What weighs 100kg, swears like a trooper with Tourettes and has hair like roadside hedge in Autumn? Yup, it’s me, One Fat Irish Dad. Whilst not a major eye-opener, my fitness test today at the beginning of the journey to well-being laid bare a few glaring issues.
I used to be a size 38(UK) in jeans. Then, for some unknown reason, probably due to stress at work and then stopping drinking every weekend, I dropped to a size 34. This was a shock to the system, albeit a pleasing one. However, it was a facade. A false dawn. I’d done nothing of any healthy persuasion to have caused this dramatic loss. The crumbling temple was falling into further disrepair regardless.
In January 2016, about two months before the kids came to live with me full-time, I went to Thailand for the second time in 6 months. The good old days when I had disposable income and the ability to easily pay back the Credit Union. Whilst there I decided to avail of some cheap dental care. A good cleaning and 5 filling cost the equivalent of around €38. Scandalous compared to Ireland and the work done was of excellent quality.
Anyway, before they would undertake any work they did some standard tests: weight, blood pressure etc. Back then I weighed 93kg and this was around the time I was losing the numbers on the waist size. Today I weighed 100kg exactly, which was a little surprising as I expected higher. Although I’m not fat in the traditional wibbly wobbly wonder sense, the unsightly belly is starting to play hide and seek with the old meat and two veg. And bending over to take a peek every now and again isn’t so kind on the old back.
Height-wise, old age has yet to start the inevitable shift downwards, remaining at a respectable 5,10 although from reading dating profiles in the past, that fecks me up if a tall lass specifically mentions that she likes to wear heels. Now I know bugger all about Body Mass Indexes, but apparently mine is over the limit. The instructor doing the test said however, that it wasn’t over by too much and was going to be manageable. Great I thought, except that I was still a weak, unhealthy geezer who couldn’t run the length of himself without barfing.

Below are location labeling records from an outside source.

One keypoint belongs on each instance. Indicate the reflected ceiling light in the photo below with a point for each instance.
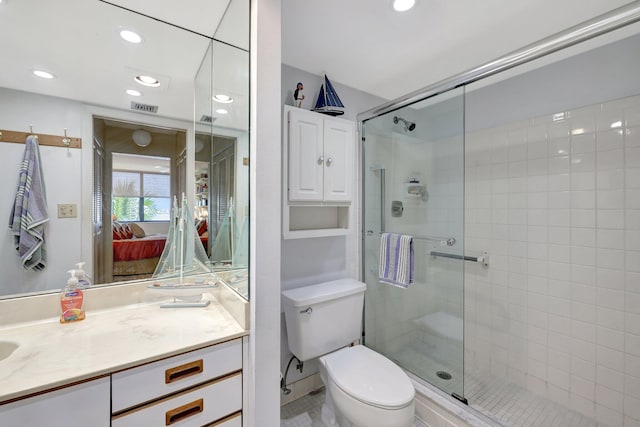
(403, 5)
(141, 137)
(147, 81)
(43, 74)
(223, 99)
(130, 36)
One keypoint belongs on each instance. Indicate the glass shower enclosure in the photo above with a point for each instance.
(413, 174)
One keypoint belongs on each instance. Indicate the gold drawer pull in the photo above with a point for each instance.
(184, 411)
(183, 371)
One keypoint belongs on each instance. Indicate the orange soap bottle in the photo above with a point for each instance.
(71, 300)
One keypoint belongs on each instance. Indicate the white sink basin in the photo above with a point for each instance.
(7, 348)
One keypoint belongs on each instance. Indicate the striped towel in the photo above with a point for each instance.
(396, 259)
(29, 214)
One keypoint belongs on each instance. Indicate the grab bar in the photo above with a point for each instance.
(484, 259)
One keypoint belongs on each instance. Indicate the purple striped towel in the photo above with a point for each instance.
(396, 259)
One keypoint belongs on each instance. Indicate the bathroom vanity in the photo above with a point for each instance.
(130, 365)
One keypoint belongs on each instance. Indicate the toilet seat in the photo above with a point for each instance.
(369, 377)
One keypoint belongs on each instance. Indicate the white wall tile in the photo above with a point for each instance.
(610, 180)
(558, 182)
(609, 378)
(608, 160)
(610, 218)
(609, 140)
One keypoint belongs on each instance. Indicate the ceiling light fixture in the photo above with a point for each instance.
(147, 81)
(131, 36)
(403, 5)
(223, 99)
(43, 74)
(141, 137)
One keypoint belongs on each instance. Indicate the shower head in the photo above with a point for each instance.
(408, 126)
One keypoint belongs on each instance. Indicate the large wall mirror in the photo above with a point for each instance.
(142, 143)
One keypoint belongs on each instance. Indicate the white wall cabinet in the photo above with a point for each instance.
(320, 180)
(320, 157)
(85, 404)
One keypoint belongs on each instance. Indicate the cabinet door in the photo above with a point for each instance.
(85, 404)
(305, 156)
(339, 144)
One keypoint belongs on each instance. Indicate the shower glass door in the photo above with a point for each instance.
(413, 177)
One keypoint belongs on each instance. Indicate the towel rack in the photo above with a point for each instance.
(483, 259)
(449, 241)
(43, 139)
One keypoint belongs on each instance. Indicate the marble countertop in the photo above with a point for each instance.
(51, 354)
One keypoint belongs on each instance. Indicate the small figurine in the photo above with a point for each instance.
(298, 96)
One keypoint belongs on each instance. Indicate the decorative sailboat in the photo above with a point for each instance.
(182, 260)
(328, 101)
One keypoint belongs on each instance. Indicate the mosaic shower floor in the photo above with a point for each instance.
(498, 399)
(305, 412)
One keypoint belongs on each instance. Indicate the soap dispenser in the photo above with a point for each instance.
(84, 281)
(71, 300)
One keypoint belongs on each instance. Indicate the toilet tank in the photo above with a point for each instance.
(324, 317)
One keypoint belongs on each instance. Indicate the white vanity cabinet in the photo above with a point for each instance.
(84, 404)
(319, 157)
(203, 387)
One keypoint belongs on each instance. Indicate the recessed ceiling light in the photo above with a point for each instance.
(223, 99)
(131, 36)
(147, 81)
(403, 5)
(43, 74)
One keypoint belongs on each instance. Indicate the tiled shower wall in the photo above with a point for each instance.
(555, 201)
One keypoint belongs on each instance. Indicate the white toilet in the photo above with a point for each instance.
(363, 388)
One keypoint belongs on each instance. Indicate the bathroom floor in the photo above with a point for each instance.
(305, 412)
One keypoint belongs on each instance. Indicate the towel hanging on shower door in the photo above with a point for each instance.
(396, 259)
(29, 214)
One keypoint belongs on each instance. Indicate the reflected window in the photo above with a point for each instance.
(141, 188)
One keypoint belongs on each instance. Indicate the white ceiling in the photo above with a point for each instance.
(78, 41)
(365, 44)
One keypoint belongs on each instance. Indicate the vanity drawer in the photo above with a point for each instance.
(199, 406)
(144, 383)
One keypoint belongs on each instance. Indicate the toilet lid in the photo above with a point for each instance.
(370, 377)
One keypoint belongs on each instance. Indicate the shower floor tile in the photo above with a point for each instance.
(496, 398)
(305, 412)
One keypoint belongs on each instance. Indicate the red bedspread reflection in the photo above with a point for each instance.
(135, 249)
(142, 248)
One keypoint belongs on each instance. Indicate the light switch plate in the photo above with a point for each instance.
(68, 210)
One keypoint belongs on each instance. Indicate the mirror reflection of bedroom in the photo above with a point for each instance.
(215, 188)
(138, 169)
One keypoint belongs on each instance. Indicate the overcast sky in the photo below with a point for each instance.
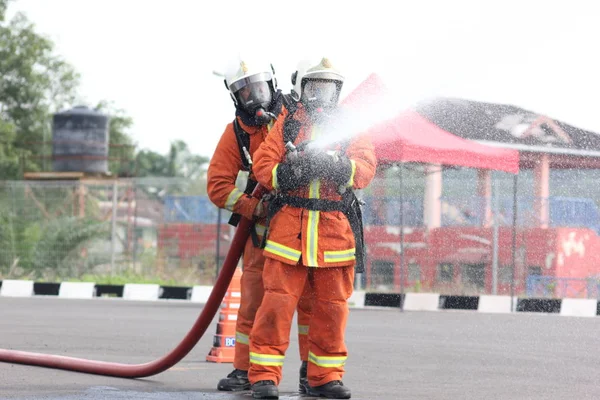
(155, 58)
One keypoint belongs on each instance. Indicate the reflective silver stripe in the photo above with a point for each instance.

So we had a little chat about what I wanted to do. How I envisaged my new fitness regime would look like. Politely I advised I hadn’t a fucking clue otherwise we wouldn’t have been there. (Note: I really was polite. I’m hardly going to alienate the people who are going to help me get where I want to be, now am I?) I enquired about a few classes and mentioned two specific desires.
One was to lose the overhanging gut in the middle and secondly, to feel energised and kick lethargy to the kerb. In other words, just be a healthy bastard for once. And so, on Thursday at 8:30 in the morning, the regime will begin. I’ll be given my own little plan to follow and be shown how to use the machines and conduct the exercises required to reach nirvana.
Not turning back now. The real test hasn’t even started. As Duke Nukem once said, “It’s time to kick some ass and chew bubble gum and I’m all outta gum”.